L’Inspection générale des finances (IGF) veut accélérer la digitalisation du contrôle des finances publiques, mais cette ambition se confronte déjà aux réalités du numérique en RDC. L’accès à Internet demeure limité dans plusieurs régions et de nombreux services publics restent faiblement digitalisés, voire fonctionnent encore essentiellement à partir de procédures et de documents physiques.
Dans ce contexte, la volonté de l’IGF de renforcer ses contrôles grâce aux outils numériques soulève une question essentielle : comment contrôler efficacement les entités qui ne disposent pas encore d’une connexion Internet fiable, de plateformes numériques ou des moyens nécessaires pour transmettre leurs données à distance ?
Lors d’un briefing animé avec le ministre de la Communication et des Médias, Patrick Muyaya, Christophe Bitasimwa, Inspecteur général des finances a répondu à cette question tout en reconnaissant effectivement les limites actuelles du pays en matière de numérique. Face aux structures qui ne disposent pas encore d’infrastructures numériques, il affirme que l’IGF continuera de mener son contrôle en suivant les méthodes classiques.
« Effectivement, nous sommes dans un pays où tout n’est pas encore digitalisé. Nous devons le reconnaître. Il y a déjà beaucoup de services qui sont digitalisés et nous allons commencer à nous connecter à toutes les plateformes qui existent dans la République. Au fur et à mesure, nous allons nous connecter à toutes les plateformes qui seront mises en place. Mais en même temps, nous allons jouer un rôle catalyseur. Là où nous allons constater qu’il n’y a pas de digitalisation, nous allons pratiquer notre contrôle comme nous le faisons aujourd’hui, c’est-à-dire sans digitalisation. », a-t-il expliqué.
Cette approche prend en compte les fortes disparités qui existent entre les différentes régions du pays. Si certaines administrations disposent déjà de plateformes numériques et de connexions Internet, d’autres, particulièrement dans les zones éloignées des grands centres urbains, restent confrontées à des difficultés d’accès à Internet, aux équipements informatiques et aux infrastructures nécessaires à la digitalisation de leurs services.

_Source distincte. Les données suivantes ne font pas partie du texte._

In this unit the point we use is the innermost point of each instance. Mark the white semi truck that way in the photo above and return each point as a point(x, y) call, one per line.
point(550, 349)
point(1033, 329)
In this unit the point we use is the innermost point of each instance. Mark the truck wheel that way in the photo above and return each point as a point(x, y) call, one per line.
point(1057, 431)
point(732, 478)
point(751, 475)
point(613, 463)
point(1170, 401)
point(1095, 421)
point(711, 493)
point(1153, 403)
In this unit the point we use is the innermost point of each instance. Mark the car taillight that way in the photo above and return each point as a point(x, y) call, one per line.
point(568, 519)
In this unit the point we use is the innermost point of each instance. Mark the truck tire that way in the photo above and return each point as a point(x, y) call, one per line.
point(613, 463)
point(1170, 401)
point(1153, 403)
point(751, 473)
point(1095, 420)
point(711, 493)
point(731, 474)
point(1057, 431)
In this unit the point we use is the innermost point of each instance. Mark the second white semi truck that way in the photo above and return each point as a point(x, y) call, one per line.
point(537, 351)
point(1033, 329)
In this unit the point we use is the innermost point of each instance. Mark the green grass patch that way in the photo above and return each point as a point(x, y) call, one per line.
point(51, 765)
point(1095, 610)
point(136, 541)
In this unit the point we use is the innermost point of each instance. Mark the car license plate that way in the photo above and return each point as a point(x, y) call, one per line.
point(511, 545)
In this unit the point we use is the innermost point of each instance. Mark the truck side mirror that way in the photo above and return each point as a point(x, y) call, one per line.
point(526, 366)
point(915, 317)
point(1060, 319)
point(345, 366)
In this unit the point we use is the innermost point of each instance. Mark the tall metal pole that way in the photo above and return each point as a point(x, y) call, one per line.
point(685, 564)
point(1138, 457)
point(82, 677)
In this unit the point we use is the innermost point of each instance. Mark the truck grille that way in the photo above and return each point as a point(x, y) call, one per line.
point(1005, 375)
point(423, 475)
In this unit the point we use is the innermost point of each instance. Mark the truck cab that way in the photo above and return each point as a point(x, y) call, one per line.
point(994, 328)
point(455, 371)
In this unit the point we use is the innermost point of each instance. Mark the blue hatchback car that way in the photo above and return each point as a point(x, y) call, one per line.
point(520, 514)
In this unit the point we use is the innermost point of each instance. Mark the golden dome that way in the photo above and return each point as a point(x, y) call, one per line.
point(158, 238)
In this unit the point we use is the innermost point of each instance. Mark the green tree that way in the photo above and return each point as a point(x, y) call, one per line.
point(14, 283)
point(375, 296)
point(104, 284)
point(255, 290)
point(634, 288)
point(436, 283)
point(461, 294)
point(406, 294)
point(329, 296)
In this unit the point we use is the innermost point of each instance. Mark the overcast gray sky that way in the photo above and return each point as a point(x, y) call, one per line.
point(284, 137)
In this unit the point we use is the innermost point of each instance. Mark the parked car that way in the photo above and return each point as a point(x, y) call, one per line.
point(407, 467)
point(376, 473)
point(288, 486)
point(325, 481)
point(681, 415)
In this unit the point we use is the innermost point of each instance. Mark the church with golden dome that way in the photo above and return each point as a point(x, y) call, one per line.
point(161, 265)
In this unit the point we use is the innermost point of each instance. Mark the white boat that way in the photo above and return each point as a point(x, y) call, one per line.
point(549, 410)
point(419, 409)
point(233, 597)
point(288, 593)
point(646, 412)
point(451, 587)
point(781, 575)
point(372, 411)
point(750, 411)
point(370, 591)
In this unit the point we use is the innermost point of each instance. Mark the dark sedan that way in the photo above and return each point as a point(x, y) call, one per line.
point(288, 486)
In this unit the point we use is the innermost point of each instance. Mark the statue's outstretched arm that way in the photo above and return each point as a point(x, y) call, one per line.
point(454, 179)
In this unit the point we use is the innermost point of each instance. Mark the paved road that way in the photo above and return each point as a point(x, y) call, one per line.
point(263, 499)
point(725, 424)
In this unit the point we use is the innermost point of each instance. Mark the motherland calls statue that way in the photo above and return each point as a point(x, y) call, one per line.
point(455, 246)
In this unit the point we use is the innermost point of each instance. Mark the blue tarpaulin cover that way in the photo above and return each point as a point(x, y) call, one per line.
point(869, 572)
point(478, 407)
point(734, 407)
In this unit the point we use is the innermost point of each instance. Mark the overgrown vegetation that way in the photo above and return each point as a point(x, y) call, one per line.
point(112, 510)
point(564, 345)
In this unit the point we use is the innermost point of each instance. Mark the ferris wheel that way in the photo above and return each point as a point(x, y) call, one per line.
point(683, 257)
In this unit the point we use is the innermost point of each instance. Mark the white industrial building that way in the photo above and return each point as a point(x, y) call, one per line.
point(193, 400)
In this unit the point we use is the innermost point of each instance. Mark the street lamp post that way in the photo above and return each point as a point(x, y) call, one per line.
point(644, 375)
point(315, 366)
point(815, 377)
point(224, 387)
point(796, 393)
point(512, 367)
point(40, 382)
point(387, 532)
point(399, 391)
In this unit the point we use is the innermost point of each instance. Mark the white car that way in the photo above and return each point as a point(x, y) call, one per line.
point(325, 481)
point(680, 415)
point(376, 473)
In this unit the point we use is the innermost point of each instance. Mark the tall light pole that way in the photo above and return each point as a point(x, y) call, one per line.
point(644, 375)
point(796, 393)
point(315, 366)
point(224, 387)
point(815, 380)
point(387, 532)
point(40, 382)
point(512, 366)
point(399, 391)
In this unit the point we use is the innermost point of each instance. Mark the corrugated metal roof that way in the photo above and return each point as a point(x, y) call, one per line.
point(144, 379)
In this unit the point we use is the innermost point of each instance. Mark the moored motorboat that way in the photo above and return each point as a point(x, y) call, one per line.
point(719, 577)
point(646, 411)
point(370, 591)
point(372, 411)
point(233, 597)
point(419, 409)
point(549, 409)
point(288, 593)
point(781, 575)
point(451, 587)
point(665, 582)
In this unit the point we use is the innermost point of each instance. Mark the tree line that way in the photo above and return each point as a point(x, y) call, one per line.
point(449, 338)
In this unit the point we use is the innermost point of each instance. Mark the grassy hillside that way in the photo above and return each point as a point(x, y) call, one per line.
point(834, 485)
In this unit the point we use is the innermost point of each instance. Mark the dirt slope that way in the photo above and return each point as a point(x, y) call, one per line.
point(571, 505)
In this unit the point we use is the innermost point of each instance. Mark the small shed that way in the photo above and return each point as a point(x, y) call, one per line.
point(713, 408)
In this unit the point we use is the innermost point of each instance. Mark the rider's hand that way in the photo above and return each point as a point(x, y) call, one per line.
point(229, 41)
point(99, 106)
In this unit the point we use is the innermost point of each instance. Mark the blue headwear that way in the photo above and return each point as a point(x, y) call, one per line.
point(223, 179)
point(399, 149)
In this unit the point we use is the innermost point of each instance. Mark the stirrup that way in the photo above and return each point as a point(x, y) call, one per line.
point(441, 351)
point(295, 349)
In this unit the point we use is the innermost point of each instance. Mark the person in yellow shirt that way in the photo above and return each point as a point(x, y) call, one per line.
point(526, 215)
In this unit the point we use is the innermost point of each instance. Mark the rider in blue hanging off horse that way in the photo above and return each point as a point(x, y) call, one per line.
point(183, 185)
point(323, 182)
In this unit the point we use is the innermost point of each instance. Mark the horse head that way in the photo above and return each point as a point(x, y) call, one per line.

La question ne concerne d’ailleurs pas uniquement les entités situées dans les zones les moins connectées. Même au sein de l’administration publique, la transformation numérique reste inégale. Certaines structures ont engagé leur digitalisation, tandis que d’autres continuent de fonctionner largement avec des documents physiques et des procédures manuelles.
Dans ce contexte, une digitalisation complète du contrôle de l’IGF ne peut donc pas être immédiate. L’institution prévoit de maintenir les contrôles traditionnels dans les entités qui ne disposent pas encore des moyens techniques nécessaires, tout en utilisant ses missions de contrôle pour encourager leur transformation numérique.
« Parmi les critères et les exigences, nous allons demander que là où ce n’est pas digitalisé, cela le soit, notamment dans les entreprises et dans les gouvernements provinciaux. Il faut savoir que la digitalisation est maintenant une obligation légale dans notre pays avec les Codes du numérique. Tous les services publics sont appelés à se digitaliser. En tant que service qui veille au respect des lois de la République, ce sera aussi un critère que nous allons exercer sur le terrain. Ainsi, nous pourrons être un catalyseur pour pousser tout le monde à se digitaliser rapidement. », a-t-il ajouté.
Cette position place toutefois l’IGF face à un double défi. Le premier est celui de la connectivité, car le contrôle numérique suppose que les entités contrôlées puissent effectivement accéder à Internet et échanger des données avec l’Inspection. Le second concerne la capacité des administrations à se digitaliser, notamment celles qui disposent encore de moyens techniques et humains limités.